- 11th July, 2017
On podcasts and programmers
I am a great fan of podcasts, listening many hours a day, learning all sorts of stuff across many domains of knowledge. It makes traffic jams fun. It makes the stationary bicycle at the gym fun. And so it was that I stumbled upon a podcast called Data Skeptic.
Data Skeptic is a podcast about data science. Not your basic Excel analytics but rather advanced data science such as Bayesian techniques, machine learning and adversarial neural networks. In other words a host of things that might otherwise scare the average citizen into changing the channel. But this podcast is extremely cleverly conceived in that it is delivered as a lesson to the host Kyle Polich’s wife, Linh Da.
And this is the brilliant bit - Kyle is a super guru in data science. His wife knows diddly squat about the subject (really, I mean it). So when explaining advanced concepts like MapReduce or back-propagation or multiple regressions, she gets to ask the most basic of questions, and he is forced to explain it in terms she can understand. So as a non-threatening resource for people wanting to know about data science, but being too scared to ask, this podcast is gold. I am a computer scientist, but I learned more about this field sitting in traffic than I would have done in a university lecture hall.
Anyway, moving on. I have recently joined Ixio Analytics as Chief Strategist, coming from a fairly broad background in IT and Computer Science. There is a reason why I am so attracted and enthusiastic about Ixio Analytics. It is this - the company is staffed by scientists and R and Python programers as opposed to clever tool wranglers. I do not wish to demean tool wranglers - it takes a great deal of skill to learn and properly deploy Tableau or Qlikview or Periscope or the analytics bolt-ons to SAP or Oracle or MS Dynamics. There is much value to be extracted by judicious use of these packages.
But for the most advanced of data solutions, one needs the flexibility to build tools out of raw computer code, rather than to simply access a bunch of configurable tools out of the toolbox, as robust as they may be. This approach gives the broadest possible palette to the data scientist, and expands the horizon of data possibilities far into the distance.
Furthermore, the liberal sprinkling of science post-grads in the company brings a discipline of carefully structured problem-solving and dogged determination into the DNA of the company.
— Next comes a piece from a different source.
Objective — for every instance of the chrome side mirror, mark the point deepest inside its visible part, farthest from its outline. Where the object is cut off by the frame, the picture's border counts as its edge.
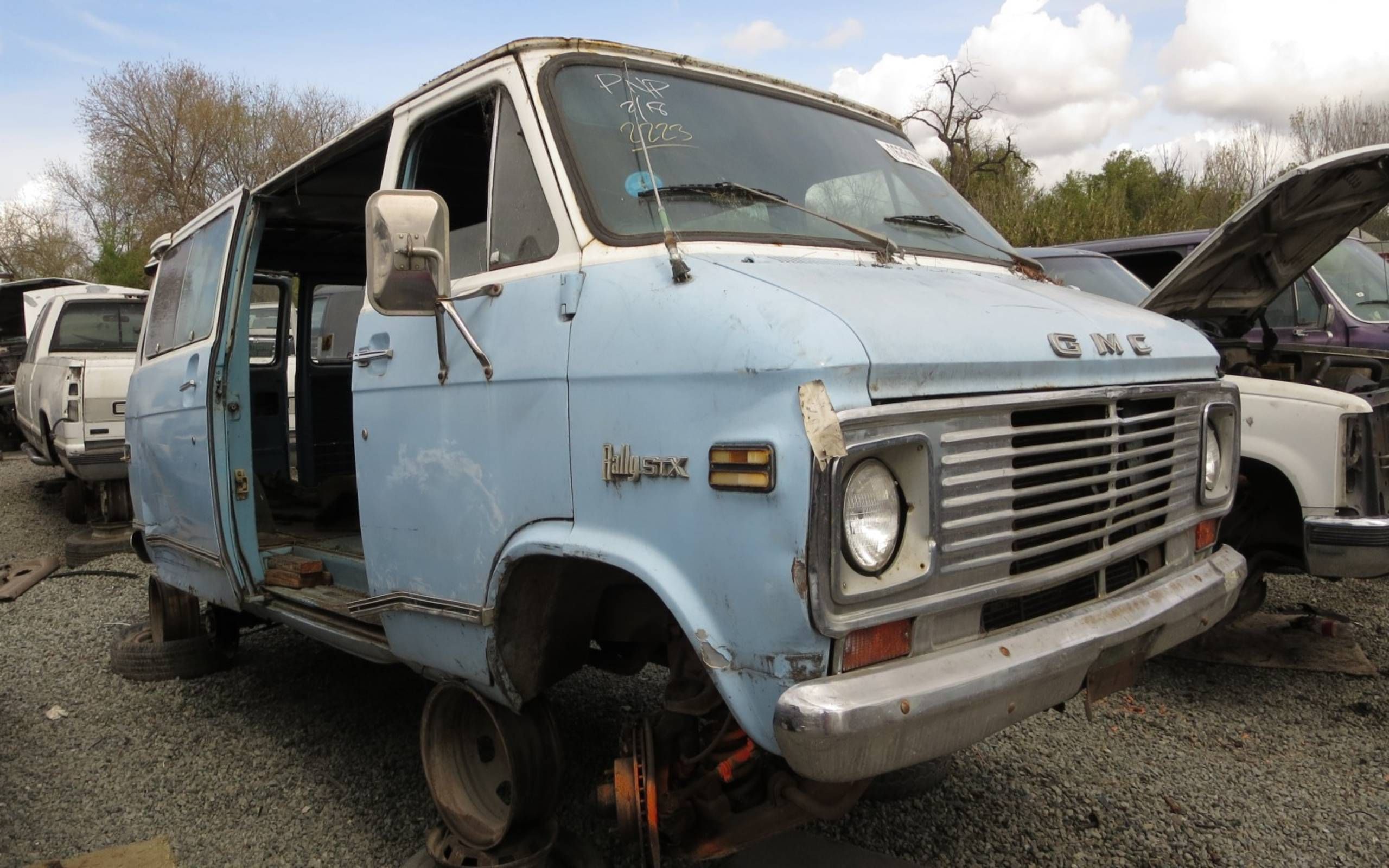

Scientists thrive on the battlefield of difficult questions, and they like to fight until they win.
Of course, this approach to insight extraction from dull data brings with it challenges. Corporates are often more comfortable with ‘big name’ software modules, sometimes mollified by impressive and sparkly graphics, and are rarely pleased by being made to feel that they do not really understand their own data, or more pointedly, that there is data available outside their own companies that can act as a multiplier to their own.
To date, our approach has been simple - give us your datasets. Our scientists’ hands are itching to caress them. Let us show you the magic we can make from the fields which sit mutely in your database records.
And in all cases, the data owners come back for more - their revenue is increased, their costs are contained and their competition is weakened. Linh Da couldn’t have put it more succinctly herself.